I arrived to find the Open University of Hong Kong nestled into Hong Kong’s incredibly compact urban environment. It is built twelve stories high into the hilly terrain of the Kowloon neighborhood and enrolls 20,000 in-classroom and online students. It also sits in a nurturing political environment that emphasizes a forward-thinking approach to education. As Michelle Li, the opening speaker and secretary of education for Hong Kong explained, the city’s government is investing 20 percent of its budget towards education with an emphasis on technology and flexibility.
High on the list of priorities is a city-wide Wi-Fi network and a transferrable university credit system that allows students to take classes at various universities, both online and in-classroom, and to apply all earned credits towards a single degree. This flexible approach to education, Li argued, is the key to a socially mobile and productive society that is poised for the future.

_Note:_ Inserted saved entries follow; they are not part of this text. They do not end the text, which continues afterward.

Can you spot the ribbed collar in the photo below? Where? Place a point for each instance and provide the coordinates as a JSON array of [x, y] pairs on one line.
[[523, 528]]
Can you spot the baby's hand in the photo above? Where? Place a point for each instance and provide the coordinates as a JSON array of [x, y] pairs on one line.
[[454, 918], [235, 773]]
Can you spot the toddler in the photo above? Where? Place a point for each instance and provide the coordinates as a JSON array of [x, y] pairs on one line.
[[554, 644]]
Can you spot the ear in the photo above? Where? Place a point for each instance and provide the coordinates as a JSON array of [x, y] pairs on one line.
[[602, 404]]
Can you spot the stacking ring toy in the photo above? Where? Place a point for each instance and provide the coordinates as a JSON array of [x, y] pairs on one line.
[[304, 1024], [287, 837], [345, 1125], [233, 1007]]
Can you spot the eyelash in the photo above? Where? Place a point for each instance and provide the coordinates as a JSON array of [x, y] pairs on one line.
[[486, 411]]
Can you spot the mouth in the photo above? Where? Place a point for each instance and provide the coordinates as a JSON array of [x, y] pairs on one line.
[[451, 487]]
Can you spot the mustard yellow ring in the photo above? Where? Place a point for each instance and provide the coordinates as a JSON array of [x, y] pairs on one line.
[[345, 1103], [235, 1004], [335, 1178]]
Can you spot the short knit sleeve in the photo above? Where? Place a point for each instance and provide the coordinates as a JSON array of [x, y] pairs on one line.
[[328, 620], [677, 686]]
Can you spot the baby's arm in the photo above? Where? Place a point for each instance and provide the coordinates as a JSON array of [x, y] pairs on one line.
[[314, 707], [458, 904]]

Several keynote speakers framed the discussion over the two days of the conference. Andrew Ng, co-founder of Coursera, Skyped in from Stanford University to speak about dramatically increasing access to education worldwide through massive open online courses (MOOCs). Coursera has enrolled over 20 million students from 190 countries, many of whom would otherwise not have access to or be able to afford traditional higher education.
David Wiley, co-founder of Lumen Learning, spoke of the potential for open-sourced and free text materials that dramatically reduce costs for students and facilitate the sharing of knowledge more efficiently than traditional textbooks.

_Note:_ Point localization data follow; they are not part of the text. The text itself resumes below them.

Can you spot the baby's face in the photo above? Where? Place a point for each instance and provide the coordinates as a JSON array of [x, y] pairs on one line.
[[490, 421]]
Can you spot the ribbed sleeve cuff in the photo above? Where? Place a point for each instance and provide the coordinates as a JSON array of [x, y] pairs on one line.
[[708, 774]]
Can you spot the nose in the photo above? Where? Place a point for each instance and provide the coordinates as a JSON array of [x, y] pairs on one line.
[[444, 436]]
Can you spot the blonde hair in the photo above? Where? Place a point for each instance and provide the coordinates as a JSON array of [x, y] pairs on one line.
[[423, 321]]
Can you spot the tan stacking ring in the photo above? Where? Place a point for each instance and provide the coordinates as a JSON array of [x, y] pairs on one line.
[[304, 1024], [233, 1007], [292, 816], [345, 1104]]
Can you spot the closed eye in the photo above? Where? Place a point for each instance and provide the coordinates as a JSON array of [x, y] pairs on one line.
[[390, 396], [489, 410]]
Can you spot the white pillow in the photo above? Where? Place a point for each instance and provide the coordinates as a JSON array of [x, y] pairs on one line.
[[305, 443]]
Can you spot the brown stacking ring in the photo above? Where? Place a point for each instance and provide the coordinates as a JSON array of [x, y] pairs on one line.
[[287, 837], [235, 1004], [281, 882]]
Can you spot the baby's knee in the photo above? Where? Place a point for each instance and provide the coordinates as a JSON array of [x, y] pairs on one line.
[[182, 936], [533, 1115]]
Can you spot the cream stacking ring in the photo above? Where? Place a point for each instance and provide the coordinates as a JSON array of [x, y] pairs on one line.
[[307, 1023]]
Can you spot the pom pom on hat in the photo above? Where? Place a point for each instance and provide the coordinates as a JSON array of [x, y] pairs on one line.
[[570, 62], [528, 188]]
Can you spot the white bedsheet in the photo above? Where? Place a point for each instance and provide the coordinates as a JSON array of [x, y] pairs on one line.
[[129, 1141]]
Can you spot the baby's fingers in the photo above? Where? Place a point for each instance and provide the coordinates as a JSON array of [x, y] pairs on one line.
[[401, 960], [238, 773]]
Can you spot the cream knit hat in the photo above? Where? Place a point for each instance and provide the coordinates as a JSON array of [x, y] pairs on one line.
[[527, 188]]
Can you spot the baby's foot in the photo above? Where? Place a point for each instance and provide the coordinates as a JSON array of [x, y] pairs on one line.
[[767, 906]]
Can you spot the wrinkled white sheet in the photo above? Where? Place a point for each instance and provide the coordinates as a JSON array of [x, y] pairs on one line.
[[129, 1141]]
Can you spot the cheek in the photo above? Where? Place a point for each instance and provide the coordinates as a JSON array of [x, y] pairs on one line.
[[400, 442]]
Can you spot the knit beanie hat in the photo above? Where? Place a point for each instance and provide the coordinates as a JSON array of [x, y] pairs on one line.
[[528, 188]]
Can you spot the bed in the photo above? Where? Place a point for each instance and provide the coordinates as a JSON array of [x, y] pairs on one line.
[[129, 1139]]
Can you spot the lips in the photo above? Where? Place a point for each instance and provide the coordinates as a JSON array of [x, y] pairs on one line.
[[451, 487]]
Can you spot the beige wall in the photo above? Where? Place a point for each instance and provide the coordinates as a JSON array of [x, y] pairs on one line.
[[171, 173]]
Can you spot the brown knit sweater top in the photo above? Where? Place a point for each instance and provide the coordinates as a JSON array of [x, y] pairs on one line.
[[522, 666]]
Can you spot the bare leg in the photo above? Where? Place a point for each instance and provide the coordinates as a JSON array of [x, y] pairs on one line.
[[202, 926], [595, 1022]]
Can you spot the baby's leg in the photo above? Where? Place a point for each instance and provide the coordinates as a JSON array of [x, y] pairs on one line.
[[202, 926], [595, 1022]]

During side sessions, I heard from representatives from universities in the Philippines, the United Kingdom, and China share their experiences with and best practices for operating online courses. A representative from the National Open University of Nigeria explained the myriad of ways that they have made education flexible: they offer classes online, over the telephone, and through radio broadcasts and the mail to reach as wide a population as possible.

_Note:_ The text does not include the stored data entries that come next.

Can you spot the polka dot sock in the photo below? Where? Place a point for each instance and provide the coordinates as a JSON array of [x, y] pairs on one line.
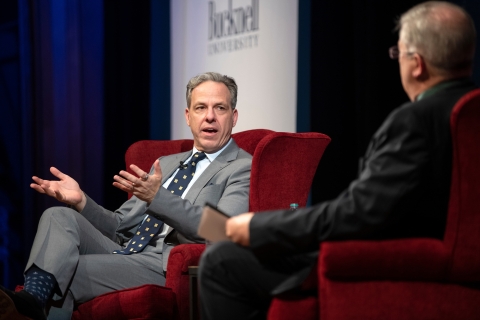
[[39, 284]]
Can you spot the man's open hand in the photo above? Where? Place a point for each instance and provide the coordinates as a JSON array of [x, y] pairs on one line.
[[238, 228], [65, 190]]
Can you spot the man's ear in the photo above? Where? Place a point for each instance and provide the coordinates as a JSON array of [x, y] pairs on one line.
[[187, 116], [419, 71]]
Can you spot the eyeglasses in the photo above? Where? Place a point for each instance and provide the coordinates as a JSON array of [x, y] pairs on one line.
[[395, 53]]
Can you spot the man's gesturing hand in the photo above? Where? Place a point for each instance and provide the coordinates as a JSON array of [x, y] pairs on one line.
[[143, 186], [65, 190], [238, 228]]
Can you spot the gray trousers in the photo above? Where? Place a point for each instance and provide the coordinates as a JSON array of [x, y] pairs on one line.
[[80, 257]]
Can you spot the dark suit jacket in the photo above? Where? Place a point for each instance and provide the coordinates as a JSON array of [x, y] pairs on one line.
[[402, 189]]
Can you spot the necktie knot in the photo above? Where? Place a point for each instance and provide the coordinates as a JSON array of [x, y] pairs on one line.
[[196, 158]]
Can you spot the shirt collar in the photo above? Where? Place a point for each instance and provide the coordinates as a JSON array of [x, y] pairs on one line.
[[438, 87], [213, 156]]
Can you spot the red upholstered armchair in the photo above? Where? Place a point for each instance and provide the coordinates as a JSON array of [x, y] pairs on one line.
[[272, 186], [408, 278]]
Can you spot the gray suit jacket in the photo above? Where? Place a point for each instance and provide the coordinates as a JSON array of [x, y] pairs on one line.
[[225, 183]]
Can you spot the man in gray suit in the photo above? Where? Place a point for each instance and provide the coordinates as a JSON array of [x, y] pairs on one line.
[[71, 259]]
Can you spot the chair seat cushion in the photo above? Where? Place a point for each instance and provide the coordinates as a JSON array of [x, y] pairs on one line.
[[143, 302]]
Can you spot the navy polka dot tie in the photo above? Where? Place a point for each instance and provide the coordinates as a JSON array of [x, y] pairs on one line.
[[151, 225]]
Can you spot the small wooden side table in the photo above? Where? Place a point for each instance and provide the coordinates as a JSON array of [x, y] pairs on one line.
[[194, 300]]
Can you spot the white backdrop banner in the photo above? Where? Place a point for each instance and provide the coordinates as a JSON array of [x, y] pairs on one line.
[[253, 41]]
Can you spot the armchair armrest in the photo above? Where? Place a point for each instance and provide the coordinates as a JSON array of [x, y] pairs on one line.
[[181, 257], [400, 259]]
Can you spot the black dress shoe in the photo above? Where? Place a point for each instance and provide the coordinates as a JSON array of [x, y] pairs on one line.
[[19, 306]]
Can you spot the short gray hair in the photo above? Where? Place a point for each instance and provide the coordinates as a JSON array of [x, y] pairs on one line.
[[442, 33], [229, 82]]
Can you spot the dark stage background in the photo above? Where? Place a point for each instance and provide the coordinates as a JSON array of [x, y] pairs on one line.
[[80, 80]]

Over the course of the conference, there was a palpable build-up of excitement over the sheer potential of open and online learning to change the fundamental paradigms of higher education. The prospects for democratizing access to education and reducing its costs are astounding. However, many questions remain. Will open and online courses retain the quality of a traditional classroom experience? How will online classes teach students soft skills such as teamwork and public speaking? What will online education mean for international exchange programs that facilitate the sharing of diverse ideas and backgrounds that are so critical for the development of new ideas and cross-cultural understanding? These questions do not appear to have clear-cut answers. Regardless, the future of open and online learning remains a new and exciting prospect in higher education that will have a lasting impact on human culture and understanding.